Помнишь, был такой генерал Бобков, ну, из нашего ведомства? Десять лет назад ушел в банк, был там царь и бог, заработал кучу денег. И защищал понятно какие интересы – коммерческие. Просто и ясно. И наши нервы… – Мацкевич недоговорил и как-то неловко прислонился к стене дома, схватившись за сердце.
– У тебя нитроглицерин есть? – тихо произнес он.
Растерявшийся Смирнягин отрицательно покачал головой.
– Плохо. Там – в машине…
Ресторан находился уже рядом, за углом.
Машина, куда с трудом усадили полковника, помчалась вниз, на Солянку, потом – вверх, на Лубянку, и резко затормозила у поликлиники ФСБ в Кисельном переулке.
– Инфаркт? – нетерпеливо спросил Смирнягин, когда дежурный врач вышел к нему из процедурного кабинета.
– Возможно. Но в клинике диагноз поставят точнее. Одно могу вам сказать – вы привезли полковника вовремя. Процесс, по крайней мере, удалось локализовать.
– Можно его увидеть?
– Нежелательно, но на секунду разрешу.
– Васильич, слушай меня – ищи майора ФСО. Сейчас он основной. А Попов пусть ищет подписантов меморандума. И еще, сообщи Валентине Сергеевне, пусть завтра меня проведает.

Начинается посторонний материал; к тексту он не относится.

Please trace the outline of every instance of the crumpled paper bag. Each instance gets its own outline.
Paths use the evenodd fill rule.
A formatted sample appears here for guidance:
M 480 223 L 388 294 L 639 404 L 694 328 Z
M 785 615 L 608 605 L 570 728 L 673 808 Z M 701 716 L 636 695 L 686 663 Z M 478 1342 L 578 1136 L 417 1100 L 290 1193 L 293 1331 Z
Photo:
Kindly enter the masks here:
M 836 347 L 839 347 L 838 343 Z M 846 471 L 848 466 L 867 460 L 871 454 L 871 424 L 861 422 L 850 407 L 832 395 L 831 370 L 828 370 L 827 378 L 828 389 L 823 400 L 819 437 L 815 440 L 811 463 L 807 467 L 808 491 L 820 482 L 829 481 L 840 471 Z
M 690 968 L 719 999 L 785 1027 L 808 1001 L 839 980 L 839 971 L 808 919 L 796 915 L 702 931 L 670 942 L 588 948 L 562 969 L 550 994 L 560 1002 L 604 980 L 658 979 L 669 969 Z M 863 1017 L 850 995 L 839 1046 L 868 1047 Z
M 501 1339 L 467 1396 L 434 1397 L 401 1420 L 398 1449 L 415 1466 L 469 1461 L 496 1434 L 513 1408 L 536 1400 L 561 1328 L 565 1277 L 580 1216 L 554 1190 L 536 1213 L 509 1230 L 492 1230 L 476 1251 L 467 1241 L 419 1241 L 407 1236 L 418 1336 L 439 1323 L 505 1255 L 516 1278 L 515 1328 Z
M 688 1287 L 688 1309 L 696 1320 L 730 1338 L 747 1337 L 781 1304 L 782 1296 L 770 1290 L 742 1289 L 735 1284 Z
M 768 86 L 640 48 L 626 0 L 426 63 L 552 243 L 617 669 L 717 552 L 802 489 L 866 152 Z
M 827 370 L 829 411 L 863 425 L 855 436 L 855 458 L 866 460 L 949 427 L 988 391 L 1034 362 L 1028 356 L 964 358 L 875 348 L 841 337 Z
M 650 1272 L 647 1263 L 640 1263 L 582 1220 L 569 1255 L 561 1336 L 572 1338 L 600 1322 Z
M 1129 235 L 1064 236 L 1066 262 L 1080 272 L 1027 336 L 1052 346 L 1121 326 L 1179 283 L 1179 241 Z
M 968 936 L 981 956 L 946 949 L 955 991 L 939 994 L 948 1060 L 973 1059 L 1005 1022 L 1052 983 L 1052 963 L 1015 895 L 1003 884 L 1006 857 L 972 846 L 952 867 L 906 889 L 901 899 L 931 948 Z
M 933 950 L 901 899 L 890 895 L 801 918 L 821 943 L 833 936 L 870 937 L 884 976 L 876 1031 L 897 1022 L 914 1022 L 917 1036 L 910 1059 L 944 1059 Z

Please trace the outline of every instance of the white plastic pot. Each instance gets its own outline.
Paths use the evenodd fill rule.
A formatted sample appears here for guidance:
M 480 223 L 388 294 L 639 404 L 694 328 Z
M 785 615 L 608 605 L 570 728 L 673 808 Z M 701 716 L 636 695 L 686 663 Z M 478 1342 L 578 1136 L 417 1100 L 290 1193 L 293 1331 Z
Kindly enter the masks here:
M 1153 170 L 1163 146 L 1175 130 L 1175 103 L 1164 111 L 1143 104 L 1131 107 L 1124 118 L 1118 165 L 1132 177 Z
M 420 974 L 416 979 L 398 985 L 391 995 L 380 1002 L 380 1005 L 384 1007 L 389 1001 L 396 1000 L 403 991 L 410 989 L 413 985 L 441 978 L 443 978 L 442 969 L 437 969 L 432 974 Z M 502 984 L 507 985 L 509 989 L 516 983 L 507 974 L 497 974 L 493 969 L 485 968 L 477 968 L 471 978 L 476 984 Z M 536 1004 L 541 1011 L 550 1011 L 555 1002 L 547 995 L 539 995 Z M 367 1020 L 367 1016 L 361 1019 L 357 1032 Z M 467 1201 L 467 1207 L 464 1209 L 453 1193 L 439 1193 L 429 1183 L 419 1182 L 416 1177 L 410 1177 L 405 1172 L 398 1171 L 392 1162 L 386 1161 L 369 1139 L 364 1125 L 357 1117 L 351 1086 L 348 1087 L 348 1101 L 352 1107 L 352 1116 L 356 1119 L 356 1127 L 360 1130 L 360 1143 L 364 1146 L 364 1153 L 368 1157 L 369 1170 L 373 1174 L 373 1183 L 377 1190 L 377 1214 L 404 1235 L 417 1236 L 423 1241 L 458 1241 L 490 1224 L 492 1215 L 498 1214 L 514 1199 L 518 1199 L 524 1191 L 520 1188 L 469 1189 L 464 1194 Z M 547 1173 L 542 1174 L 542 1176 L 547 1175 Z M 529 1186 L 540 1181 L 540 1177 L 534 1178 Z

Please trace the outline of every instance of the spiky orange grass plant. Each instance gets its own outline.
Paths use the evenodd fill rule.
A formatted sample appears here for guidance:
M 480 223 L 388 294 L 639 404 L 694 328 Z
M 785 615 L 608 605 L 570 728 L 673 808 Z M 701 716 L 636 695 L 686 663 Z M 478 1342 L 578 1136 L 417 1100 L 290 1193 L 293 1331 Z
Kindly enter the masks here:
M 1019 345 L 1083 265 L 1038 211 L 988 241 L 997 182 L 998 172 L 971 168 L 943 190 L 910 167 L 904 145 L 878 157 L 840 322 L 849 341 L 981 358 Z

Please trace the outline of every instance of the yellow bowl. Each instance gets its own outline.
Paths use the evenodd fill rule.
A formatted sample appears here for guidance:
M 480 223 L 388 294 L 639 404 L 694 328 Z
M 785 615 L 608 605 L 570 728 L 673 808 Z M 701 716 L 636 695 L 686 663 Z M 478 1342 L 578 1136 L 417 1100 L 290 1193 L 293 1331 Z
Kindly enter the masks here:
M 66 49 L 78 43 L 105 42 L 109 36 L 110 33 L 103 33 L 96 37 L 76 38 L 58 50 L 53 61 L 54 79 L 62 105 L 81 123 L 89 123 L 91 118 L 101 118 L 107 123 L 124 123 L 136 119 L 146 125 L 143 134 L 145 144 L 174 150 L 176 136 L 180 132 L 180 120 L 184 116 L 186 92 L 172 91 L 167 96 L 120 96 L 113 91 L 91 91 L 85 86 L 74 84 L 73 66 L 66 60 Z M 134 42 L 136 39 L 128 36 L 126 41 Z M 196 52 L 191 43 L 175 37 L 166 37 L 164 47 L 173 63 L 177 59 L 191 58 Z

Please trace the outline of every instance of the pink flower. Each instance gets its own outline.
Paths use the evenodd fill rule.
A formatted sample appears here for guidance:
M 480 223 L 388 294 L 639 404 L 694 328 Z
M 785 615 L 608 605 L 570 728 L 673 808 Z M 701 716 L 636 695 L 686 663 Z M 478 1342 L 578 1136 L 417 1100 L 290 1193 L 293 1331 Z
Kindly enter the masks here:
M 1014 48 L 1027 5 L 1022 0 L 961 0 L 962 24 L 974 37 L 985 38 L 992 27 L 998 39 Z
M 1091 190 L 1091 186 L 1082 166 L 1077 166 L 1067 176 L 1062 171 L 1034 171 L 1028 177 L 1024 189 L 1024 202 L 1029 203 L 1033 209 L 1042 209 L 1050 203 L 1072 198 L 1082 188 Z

Где-то к середине следующего дня выяснилось, что у Мацкевича никакого инфаркта нет. Заурядная стенокардия. Но недельки две в больничной палате ему обеспечены. И на том, как говорится, спасибо.
Глава 2
Уже вторую неделю Москва «отмокала» от новогодних праздников, щедро подаренных обществу в конце прошлого года.
Дмитрий Мальцев, единственный вольнонаемный сотрудник аналитической группы ФСБ, позвонил Смирнягину и попросил о встрече.
– Неужели тарелочка с голубой каемочкой? – спросил он в телефонную трубку, ориентируясь больше на приподнятый голос аналитика, чем на возможность реального результата.
Этот молодой и толковый парень, выпускник математического факультета Физтеха, уже более двух месяцев дневал и ночевал в аэропортах – искал хоть какую-то ниточку к Аудитору.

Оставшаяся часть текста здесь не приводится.